Design and characterization of breathable 3D printed textiles with flexible lattice structures

Abstract

3D printed lattice structures offer a promising solution for the textile and fashion industries due to their advantage of reducing material consumption while maintaining mechanical strength and versatility. There were researches have studied on resistance capacity and energy absorption efficiency. The investigation and optimization of 3D printed lattice structures for wearable materials are largely unexplored. This study addresses this gap by developing three distinct lattice structures: diamond, dodecahedron, and sinusquare structures using Low Force Stereolithography. The mechanical properties and wearable performance of the 3D printed lattice structure have been evaluated in tensile, compression, bending, thermal, and permeability tests, as well as finite element analyses. The results indicate that all three structures withstand significant deformations, showcasing their durability and breathability for garment use. The printed diamond structures exhibit excellent flexibility and breathability, with a breaking load of ∼290.33 N and extension of ∼188.65 mm at thickness 6 mm.

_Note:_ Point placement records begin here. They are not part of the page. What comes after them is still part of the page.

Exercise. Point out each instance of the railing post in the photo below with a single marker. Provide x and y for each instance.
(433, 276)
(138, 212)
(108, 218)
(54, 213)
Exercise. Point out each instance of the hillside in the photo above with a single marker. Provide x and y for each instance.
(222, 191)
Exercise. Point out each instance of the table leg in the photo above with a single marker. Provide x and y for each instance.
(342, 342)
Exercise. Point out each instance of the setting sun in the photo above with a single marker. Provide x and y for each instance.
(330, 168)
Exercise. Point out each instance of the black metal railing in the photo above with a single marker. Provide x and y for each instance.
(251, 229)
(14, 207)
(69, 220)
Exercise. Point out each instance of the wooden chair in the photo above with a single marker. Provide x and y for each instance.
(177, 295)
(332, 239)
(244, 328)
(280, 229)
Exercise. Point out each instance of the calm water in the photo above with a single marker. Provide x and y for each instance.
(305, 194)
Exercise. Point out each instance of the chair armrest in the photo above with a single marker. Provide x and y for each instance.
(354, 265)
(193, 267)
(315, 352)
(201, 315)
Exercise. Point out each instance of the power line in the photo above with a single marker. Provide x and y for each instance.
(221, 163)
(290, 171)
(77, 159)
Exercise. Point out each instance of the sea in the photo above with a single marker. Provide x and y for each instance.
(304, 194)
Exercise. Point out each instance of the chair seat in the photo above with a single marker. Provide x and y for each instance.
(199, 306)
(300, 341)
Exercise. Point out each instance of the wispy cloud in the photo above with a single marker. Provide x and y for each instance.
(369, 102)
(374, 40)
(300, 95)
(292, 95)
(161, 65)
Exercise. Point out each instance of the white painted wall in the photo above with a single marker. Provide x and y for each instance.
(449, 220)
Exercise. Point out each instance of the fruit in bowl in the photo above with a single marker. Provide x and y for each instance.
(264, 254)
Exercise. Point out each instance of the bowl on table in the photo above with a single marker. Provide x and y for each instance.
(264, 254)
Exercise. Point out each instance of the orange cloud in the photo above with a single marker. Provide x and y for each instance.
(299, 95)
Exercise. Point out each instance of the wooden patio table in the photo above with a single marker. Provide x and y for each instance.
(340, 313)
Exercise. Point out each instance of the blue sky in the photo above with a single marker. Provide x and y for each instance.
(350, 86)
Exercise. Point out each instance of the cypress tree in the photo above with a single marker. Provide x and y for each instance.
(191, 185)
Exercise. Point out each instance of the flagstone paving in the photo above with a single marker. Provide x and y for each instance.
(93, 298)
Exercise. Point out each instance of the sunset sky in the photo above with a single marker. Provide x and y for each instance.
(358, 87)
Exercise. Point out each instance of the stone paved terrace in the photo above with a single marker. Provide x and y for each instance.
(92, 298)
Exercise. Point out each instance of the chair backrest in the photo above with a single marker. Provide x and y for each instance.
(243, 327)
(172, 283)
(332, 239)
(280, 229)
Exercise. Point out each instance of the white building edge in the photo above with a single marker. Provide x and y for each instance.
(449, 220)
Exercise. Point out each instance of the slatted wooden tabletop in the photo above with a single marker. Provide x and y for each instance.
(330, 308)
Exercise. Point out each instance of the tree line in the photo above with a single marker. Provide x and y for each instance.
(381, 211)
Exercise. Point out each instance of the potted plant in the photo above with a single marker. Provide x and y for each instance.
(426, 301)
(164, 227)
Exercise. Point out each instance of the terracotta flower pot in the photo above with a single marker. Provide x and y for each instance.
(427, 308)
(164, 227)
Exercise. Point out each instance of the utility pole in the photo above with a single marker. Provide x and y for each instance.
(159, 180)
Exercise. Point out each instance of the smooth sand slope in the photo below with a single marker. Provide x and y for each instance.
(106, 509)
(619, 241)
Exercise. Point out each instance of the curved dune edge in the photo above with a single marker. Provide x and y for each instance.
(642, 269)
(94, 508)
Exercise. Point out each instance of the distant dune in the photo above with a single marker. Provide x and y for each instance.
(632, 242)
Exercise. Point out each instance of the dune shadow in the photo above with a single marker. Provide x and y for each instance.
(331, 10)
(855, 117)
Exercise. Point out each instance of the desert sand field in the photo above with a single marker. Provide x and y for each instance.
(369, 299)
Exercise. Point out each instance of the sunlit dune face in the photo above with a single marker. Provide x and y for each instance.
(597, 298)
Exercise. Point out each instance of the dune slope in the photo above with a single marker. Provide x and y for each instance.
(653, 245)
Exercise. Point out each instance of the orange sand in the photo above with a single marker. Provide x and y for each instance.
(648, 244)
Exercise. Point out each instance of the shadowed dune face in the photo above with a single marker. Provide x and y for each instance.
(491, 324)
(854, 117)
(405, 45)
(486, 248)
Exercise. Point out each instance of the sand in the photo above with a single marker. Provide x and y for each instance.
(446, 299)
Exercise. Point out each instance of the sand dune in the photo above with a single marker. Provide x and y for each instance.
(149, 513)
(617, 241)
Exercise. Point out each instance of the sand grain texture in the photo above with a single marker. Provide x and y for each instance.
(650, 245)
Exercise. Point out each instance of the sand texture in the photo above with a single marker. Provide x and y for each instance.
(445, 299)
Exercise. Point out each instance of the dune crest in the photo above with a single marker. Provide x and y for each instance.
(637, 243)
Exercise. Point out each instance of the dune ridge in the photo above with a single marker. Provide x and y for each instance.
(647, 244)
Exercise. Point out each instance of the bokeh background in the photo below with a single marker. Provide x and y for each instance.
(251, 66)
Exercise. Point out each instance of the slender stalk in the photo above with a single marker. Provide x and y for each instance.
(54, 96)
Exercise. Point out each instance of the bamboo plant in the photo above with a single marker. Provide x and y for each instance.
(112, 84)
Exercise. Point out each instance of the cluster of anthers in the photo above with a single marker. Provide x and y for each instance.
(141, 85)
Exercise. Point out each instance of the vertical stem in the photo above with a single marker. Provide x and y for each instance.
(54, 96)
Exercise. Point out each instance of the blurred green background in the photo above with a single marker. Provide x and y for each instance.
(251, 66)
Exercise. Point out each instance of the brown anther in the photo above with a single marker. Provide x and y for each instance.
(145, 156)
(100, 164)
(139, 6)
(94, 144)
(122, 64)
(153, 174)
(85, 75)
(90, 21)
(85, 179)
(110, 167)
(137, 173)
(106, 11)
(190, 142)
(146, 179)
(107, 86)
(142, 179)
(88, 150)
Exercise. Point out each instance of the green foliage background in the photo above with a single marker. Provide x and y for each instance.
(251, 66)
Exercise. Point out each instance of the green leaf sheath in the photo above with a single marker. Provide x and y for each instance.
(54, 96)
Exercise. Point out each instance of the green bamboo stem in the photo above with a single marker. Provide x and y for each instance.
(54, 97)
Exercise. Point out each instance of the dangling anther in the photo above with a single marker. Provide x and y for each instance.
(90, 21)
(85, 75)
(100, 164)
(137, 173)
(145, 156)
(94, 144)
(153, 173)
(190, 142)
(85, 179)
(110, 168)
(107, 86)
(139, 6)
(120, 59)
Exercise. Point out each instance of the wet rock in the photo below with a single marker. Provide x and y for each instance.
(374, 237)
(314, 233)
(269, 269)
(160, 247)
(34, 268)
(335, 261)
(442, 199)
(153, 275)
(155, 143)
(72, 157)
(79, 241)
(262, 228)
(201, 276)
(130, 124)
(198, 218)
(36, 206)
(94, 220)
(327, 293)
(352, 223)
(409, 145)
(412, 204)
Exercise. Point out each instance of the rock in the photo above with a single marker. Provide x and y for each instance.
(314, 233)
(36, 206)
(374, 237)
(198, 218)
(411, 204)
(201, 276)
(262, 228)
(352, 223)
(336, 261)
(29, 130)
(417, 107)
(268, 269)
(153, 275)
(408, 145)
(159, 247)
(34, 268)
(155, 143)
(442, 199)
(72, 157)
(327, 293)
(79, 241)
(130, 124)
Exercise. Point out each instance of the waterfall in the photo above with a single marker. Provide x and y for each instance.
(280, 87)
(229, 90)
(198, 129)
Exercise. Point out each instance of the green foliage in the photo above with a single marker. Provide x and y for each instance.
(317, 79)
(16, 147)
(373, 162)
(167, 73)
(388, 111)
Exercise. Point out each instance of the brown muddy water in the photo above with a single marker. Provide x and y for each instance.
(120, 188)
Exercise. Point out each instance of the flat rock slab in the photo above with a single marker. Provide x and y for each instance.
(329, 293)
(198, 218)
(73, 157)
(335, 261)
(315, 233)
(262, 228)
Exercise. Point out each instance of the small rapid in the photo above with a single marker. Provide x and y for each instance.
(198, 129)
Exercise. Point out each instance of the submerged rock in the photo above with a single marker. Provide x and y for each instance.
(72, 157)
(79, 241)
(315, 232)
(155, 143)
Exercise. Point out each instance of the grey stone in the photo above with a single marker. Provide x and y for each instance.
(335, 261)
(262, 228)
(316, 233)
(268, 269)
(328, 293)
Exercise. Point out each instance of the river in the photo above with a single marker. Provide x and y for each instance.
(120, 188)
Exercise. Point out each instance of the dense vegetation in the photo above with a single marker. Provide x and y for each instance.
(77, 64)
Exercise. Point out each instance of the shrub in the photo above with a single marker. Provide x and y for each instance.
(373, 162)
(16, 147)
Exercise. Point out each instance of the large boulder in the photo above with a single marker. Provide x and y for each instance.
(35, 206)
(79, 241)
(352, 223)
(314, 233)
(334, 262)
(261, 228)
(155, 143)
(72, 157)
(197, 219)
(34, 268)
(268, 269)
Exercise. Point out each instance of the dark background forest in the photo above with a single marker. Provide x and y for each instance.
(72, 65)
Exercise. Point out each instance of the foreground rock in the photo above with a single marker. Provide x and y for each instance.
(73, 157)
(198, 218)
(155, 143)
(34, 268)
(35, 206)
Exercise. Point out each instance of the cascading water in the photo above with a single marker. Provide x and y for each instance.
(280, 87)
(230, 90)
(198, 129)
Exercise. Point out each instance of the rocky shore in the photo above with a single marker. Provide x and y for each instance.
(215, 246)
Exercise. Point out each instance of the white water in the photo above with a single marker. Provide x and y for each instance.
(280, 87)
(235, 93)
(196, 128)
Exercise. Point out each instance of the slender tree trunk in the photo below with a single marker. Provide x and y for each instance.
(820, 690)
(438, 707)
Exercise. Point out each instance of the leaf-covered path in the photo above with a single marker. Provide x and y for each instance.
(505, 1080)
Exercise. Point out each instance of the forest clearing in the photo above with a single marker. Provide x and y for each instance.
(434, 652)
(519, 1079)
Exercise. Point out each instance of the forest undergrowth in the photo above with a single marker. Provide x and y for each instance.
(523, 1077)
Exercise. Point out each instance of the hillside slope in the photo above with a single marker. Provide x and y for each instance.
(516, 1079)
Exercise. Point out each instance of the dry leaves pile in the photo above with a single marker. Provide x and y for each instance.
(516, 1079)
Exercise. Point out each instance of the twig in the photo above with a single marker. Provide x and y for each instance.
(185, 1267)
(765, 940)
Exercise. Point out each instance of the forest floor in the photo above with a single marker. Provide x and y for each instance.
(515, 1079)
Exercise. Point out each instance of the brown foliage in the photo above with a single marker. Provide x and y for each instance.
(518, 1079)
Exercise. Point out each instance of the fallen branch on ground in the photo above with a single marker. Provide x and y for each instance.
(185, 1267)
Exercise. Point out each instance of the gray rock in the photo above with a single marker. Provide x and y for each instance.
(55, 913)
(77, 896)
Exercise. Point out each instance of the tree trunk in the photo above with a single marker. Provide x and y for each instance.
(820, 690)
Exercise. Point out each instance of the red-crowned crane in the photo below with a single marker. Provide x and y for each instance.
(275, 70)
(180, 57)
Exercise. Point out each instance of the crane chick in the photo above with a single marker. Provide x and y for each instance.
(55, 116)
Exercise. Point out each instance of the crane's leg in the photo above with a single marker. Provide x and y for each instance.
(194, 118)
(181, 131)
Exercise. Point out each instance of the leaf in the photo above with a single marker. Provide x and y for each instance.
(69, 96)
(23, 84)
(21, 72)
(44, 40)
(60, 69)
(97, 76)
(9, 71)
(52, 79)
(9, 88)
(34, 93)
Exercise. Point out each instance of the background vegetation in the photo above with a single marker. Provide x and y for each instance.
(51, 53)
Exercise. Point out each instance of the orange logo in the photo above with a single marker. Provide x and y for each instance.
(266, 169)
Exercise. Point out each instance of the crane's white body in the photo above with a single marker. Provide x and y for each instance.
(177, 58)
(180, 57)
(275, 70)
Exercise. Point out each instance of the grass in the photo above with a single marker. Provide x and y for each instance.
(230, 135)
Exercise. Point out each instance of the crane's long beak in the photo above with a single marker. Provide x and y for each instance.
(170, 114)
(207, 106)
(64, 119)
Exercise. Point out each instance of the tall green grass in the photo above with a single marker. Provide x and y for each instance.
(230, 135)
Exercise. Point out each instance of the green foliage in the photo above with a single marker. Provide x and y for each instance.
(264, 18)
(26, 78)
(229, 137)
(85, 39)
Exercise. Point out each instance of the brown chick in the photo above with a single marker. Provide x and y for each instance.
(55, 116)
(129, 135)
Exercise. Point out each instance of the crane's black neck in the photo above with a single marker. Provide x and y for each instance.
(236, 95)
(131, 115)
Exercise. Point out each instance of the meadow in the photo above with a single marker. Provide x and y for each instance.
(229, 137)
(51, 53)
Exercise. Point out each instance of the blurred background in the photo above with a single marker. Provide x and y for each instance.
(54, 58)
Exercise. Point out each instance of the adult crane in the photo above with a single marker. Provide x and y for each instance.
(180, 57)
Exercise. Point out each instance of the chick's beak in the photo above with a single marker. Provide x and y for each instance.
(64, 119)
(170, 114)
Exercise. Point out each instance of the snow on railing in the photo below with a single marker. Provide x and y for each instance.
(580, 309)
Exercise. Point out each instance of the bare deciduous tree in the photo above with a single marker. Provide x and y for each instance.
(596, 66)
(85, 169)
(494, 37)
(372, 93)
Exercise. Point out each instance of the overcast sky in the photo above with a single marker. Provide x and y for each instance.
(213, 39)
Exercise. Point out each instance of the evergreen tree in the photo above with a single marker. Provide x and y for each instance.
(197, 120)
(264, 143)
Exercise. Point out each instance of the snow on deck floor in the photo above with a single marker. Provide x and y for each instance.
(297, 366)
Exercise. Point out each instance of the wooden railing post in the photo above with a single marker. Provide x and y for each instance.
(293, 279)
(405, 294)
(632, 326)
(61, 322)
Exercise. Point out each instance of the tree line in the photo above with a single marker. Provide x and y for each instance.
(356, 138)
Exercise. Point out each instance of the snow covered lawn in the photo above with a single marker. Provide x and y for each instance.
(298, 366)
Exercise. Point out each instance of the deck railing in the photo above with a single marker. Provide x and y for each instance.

Dodecahedron structures are the stiffest, with bending rigidity increasing from 2.4544 μN·m to 22.8661 μN·m due to its thickness increased. Sinusquare structures balance tensile strength (∼268.12 N at 6 mm) and moderate extension (∼94.98 mm), making them suitable for various garment applications. These findings offer insights into the mechanical properties and suitability of lattice structures for wearable materials. Thus, the 3D printed lattice structures show promising applications as a practical design way for textiles.